I had done my research on all my options and had decided that instead, a portacath would be my best option. I had to fight my doctor on it, but stood strong that was what I wanted. A port is completely under your skin, so it doesn’t restrict you as much as a tunneled picc or Hickman line.  I would be getting a power port placed right under my collar bone. Finally.


So, after two attempts to draw blood and six attempts to place an IV so I could be put out the surgeon decided to place a special catheter. He tented, sanatized, and numbed the site before placing the catheter. He got it all the way in before discovering an unknown blood clot and had to remove it from my left arm. He repeated the process on a new spot in my right arm and finally got it. But it was so sensitive that a nurse had to stand and hold it in place while the meds dripped in.

The port placement takes roughly 45 minutes, mine took almost 2 hours. The first hour was spent trying to get accsses. Ouch. But now the port is in place and healing nicely. Thank goodness!!!


I’ve had it accessed three times now, and it is definitely tolerable compared to the multiple sticks previously. Yay!

    

Posted in Beating Hemiplegic Migraine, Chronic Migraine, Daily Migraine, Health Blog, Hemiplegic Migraine, Seizures, Today I Win, Uncategorized

Mom and Hadley take Chicago!

We survived getting to the big city all by ourselves! My dad sent us off with farewell grunts as he lifted our suite cases out of the car. For the record, mine weighed three pounds less than my mom’s so she carries big bags too(Casey and Sally😉)!Of course our plane was delayed an hour after we went through security and then another hour and a half once we got on the plane. Frustrating!! We were a little worried how me and flying would mix, but I only put on one small show for the crowd. Once we landed and got our luggage Mom was too scared to flag a taxi so we hopped on a shuttle. What was supposed to be a hours ride to the hotel in downtown Chicago took us two and a half hours. If you know my mom….everyone must’ve been running on her time clock that day. 😉 As we battled the front desk with messed up reservations my mom discovered she’d left the folder with all of my forms for the doctor visit on the plane. We finally got everything straightened out and headed up to our room….on the 13th floor of course. We don’t travel in any other style! 

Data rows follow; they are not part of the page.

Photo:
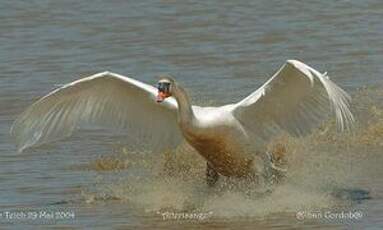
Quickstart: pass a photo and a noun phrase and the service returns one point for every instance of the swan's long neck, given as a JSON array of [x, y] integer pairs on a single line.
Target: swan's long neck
[[185, 112]]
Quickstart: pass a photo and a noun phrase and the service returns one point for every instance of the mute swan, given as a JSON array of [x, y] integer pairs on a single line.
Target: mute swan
[[295, 100]]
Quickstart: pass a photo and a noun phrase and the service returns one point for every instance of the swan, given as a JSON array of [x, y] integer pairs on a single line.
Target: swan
[[296, 99]]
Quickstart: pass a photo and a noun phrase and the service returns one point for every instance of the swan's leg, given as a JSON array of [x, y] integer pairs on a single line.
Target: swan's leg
[[211, 175]]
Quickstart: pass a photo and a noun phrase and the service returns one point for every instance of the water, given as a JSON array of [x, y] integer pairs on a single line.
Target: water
[[220, 51]]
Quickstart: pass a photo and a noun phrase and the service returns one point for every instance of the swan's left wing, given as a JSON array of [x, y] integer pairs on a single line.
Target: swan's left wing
[[107, 100], [296, 99]]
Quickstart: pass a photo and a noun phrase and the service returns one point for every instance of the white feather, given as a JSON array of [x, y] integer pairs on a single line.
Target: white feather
[[296, 99], [107, 99]]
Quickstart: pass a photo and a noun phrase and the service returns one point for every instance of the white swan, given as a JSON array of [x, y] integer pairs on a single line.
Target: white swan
[[295, 100]]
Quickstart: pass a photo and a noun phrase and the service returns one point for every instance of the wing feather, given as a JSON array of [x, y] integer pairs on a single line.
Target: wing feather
[[106, 99], [296, 99]]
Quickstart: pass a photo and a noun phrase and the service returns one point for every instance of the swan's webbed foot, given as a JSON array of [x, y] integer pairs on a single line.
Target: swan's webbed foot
[[211, 175]]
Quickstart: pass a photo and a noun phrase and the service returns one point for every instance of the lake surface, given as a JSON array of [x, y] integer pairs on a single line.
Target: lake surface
[[220, 51]]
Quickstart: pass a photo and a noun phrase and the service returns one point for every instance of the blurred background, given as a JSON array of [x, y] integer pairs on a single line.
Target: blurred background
[[220, 51]]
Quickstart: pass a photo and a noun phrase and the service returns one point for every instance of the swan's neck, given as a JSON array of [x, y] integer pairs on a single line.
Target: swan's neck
[[185, 112]]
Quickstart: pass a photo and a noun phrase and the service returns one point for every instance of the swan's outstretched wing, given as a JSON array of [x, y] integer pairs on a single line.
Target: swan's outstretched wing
[[106, 99], [296, 99]]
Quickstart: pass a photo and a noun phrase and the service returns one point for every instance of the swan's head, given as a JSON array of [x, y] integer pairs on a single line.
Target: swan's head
[[165, 87]]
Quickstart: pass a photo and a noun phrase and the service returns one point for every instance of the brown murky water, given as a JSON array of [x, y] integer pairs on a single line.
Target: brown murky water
[[220, 51]]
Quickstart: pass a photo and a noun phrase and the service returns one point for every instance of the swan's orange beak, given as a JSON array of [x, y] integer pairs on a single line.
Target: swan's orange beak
[[161, 96]]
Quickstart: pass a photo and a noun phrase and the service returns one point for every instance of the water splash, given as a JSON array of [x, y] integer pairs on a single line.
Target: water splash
[[325, 170]]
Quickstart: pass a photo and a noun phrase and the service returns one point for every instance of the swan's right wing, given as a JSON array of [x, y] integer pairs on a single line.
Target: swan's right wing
[[105, 99]]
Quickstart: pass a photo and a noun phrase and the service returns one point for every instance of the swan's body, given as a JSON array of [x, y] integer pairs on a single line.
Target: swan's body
[[295, 100]]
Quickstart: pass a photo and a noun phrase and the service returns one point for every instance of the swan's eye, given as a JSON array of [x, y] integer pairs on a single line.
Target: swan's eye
[[163, 87]]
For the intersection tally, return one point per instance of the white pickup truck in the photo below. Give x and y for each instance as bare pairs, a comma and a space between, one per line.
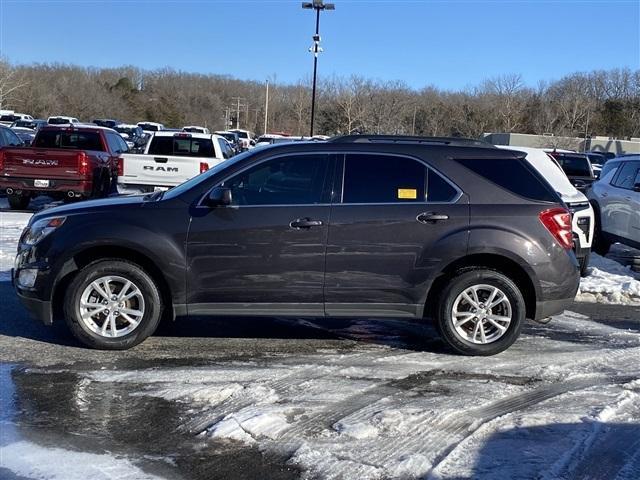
169, 159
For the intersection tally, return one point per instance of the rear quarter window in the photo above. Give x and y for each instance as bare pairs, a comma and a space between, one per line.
514, 175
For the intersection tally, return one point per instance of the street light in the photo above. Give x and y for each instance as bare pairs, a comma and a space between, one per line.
316, 5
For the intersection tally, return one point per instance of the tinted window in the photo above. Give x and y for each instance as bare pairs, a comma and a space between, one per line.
292, 180
513, 175
607, 167
627, 175
72, 139
383, 179
438, 189
574, 165
186, 147
9, 138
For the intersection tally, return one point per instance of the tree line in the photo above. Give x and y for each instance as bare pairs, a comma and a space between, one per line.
581, 104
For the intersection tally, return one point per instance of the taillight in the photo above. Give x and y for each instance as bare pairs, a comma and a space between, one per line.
83, 164
558, 222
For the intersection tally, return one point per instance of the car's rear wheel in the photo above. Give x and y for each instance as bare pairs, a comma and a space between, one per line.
481, 312
19, 202
112, 305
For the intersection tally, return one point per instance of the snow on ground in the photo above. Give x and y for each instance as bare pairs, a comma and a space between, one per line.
11, 225
547, 407
609, 282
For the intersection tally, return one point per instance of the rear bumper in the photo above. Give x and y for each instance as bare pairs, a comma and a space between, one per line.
26, 184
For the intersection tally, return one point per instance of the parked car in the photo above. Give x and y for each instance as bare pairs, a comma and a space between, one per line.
135, 137
616, 200
151, 126
246, 138
25, 134
106, 122
577, 167
233, 138
169, 159
34, 124
8, 138
452, 230
8, 117
64, 162
62, 120
195, 129
582, 216
597, 161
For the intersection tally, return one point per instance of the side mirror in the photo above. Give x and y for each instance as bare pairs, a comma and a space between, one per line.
219, 197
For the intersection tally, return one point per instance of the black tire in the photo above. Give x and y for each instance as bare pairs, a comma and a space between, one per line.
19, 202
119, 268
584, 265
456, 286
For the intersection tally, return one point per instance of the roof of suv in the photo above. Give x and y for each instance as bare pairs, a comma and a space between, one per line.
452, 141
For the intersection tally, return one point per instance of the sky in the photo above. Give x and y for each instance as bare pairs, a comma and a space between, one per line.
448, 44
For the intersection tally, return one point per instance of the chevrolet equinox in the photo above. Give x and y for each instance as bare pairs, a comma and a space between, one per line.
452, 231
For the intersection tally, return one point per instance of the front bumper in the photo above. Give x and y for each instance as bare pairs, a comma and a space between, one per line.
38, 308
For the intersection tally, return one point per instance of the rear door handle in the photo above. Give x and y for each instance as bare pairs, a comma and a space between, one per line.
304, 223
431, 217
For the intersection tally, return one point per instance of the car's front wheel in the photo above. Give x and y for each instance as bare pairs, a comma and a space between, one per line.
112, 304
481, 312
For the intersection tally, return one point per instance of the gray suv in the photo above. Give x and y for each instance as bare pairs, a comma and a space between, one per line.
452, 230
615, 198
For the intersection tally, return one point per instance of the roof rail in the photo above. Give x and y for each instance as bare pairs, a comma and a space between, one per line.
454, 141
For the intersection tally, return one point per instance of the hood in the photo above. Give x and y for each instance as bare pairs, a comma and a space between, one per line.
91, 206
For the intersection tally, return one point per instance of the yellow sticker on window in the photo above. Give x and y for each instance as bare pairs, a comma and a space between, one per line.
407, 193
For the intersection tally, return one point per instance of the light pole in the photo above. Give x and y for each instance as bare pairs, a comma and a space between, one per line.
316, 5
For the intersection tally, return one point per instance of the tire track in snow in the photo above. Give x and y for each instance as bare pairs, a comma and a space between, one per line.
282, 387
464, 428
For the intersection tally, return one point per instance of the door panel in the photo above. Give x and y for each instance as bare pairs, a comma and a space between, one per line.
253, 255
264, 253
381, 259
395, 223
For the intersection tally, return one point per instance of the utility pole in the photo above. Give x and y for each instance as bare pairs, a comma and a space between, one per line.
316, 5
266, 108
238, 105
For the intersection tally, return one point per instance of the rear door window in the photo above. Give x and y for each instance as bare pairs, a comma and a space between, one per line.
392, 179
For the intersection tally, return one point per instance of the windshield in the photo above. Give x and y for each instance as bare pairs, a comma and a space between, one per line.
203, 177
575, 166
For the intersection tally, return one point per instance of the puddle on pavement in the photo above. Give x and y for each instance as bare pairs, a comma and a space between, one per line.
61, 409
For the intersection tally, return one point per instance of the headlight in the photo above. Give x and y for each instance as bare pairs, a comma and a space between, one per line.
40, 229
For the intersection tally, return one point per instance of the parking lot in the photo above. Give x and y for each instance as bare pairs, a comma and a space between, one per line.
297, 398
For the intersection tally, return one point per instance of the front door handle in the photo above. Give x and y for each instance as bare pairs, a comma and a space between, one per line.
431, 217
304, 223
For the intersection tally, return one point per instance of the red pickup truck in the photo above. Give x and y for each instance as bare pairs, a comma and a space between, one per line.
69, 162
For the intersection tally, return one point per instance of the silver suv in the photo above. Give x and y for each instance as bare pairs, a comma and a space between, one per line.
616, 202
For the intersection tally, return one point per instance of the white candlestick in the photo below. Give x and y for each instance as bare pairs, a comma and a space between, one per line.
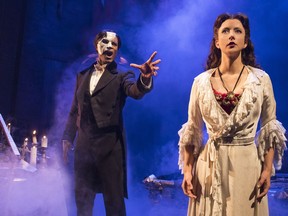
33, 155
34, 137
44, 142
25, 143
9, 127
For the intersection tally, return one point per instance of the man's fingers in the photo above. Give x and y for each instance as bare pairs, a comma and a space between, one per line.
156, 62
135, 65
152, 56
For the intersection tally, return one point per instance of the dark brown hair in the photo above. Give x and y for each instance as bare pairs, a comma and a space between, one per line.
247, 54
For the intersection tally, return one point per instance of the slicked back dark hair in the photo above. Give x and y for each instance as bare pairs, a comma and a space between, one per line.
247, 54
103, 34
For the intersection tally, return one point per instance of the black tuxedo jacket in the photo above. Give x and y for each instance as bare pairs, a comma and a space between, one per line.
107, 101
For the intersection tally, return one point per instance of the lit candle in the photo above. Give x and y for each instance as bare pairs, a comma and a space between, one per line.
25, 143
34, 137
33, 155
9, 127
44, 142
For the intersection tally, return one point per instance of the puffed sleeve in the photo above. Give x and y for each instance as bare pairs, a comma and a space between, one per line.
271, 133
191, 131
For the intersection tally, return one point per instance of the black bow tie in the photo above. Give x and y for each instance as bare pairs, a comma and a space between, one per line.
99, 67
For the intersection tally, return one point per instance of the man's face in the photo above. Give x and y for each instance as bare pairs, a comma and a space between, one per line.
107, 48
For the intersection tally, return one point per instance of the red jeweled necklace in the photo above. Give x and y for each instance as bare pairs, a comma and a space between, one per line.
230, 94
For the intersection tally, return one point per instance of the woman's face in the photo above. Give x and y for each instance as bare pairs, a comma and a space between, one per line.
231, 37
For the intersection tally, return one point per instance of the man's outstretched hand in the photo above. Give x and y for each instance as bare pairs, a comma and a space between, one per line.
149, 68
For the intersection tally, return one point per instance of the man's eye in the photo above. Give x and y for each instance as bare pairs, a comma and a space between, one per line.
225, 31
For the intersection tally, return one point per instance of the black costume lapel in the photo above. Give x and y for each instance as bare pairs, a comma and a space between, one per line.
107, 76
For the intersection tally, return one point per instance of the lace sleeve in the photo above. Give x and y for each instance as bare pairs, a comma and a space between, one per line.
272, 135
191, 131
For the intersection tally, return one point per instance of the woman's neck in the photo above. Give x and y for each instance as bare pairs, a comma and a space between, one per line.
231, 66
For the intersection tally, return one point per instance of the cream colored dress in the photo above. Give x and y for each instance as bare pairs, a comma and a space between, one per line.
229, 164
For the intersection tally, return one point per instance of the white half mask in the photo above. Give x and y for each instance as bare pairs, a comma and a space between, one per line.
107, 43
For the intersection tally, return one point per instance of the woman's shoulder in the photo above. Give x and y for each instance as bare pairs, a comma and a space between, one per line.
204, 75
258, 72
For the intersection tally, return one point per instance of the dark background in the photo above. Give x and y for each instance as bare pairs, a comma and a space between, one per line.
44, 43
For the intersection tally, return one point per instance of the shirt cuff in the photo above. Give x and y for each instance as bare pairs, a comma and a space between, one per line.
146, 86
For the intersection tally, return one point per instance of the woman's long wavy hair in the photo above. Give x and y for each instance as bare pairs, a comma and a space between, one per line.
247, 54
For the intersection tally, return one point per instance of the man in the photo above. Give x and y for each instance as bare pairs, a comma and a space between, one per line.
96, 117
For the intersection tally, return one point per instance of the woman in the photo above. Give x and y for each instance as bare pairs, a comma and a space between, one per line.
230, 175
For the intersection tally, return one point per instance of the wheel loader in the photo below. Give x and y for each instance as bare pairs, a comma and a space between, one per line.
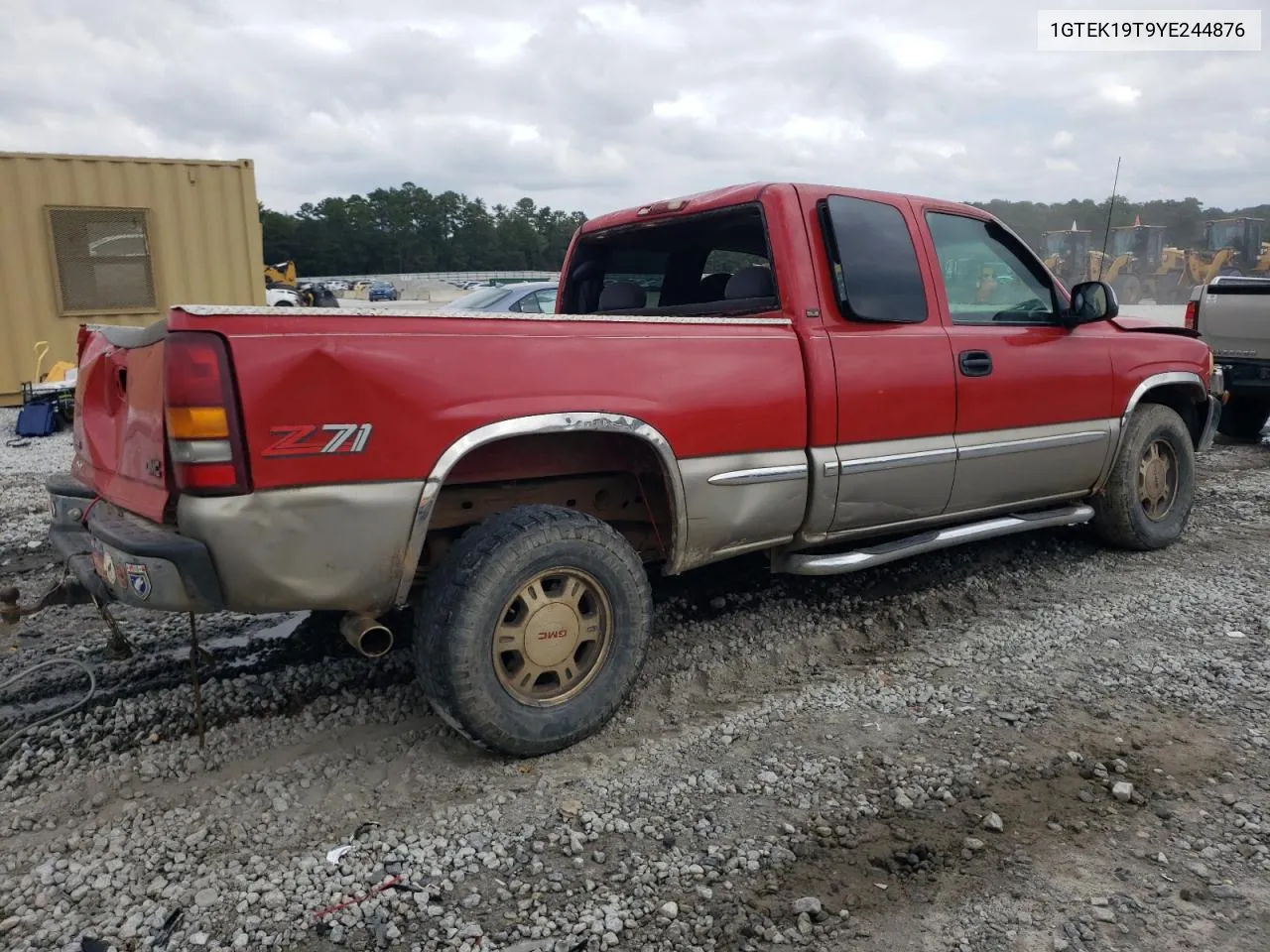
1067, 254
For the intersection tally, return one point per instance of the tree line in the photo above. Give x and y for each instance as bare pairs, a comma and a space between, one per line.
407, 229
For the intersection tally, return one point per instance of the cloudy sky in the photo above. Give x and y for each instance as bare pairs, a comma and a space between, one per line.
604, 103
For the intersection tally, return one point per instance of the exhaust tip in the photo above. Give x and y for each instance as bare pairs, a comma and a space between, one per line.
366, 635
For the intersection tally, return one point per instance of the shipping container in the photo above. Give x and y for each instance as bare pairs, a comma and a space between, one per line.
90, 239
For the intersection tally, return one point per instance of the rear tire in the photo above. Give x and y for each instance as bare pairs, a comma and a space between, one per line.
532, 631
1243, 417
1151, 490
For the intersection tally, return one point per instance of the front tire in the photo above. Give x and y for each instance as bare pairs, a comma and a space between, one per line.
1151, 490
532, 631
1243, 417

Through the waiting in tight spaces on the plane, to standing forever and again being in tight spaces with a crying baby during our shuttle adventure, and then through the mix ups, my body gave it it’s best shot. I hung in there…at some points I don’t know how. Easily fatigued Hadley plus a day full of travel aren’t exactly meant to be. But we managed. We missed all meals during the day so decided to walk down the block for my first run in with Chicago deep dish style pizza! I gagged the first bite in and settled for garlic bread and veggies instead. We walked the blocks of downtown Chicago where I learned many things!-
1- this girl’s too anxious for big city livin 
2- don’t mark your spot with a Starbucks…there is literally one on every corner
3- the city stinks. Bad.
4- Chicago goes out of their way for the “typical white girl”….everything in Trader Joes is pumpkin spice flavored 

5- Chicago runs on Pepsi products no Dr.Pepper is not okay.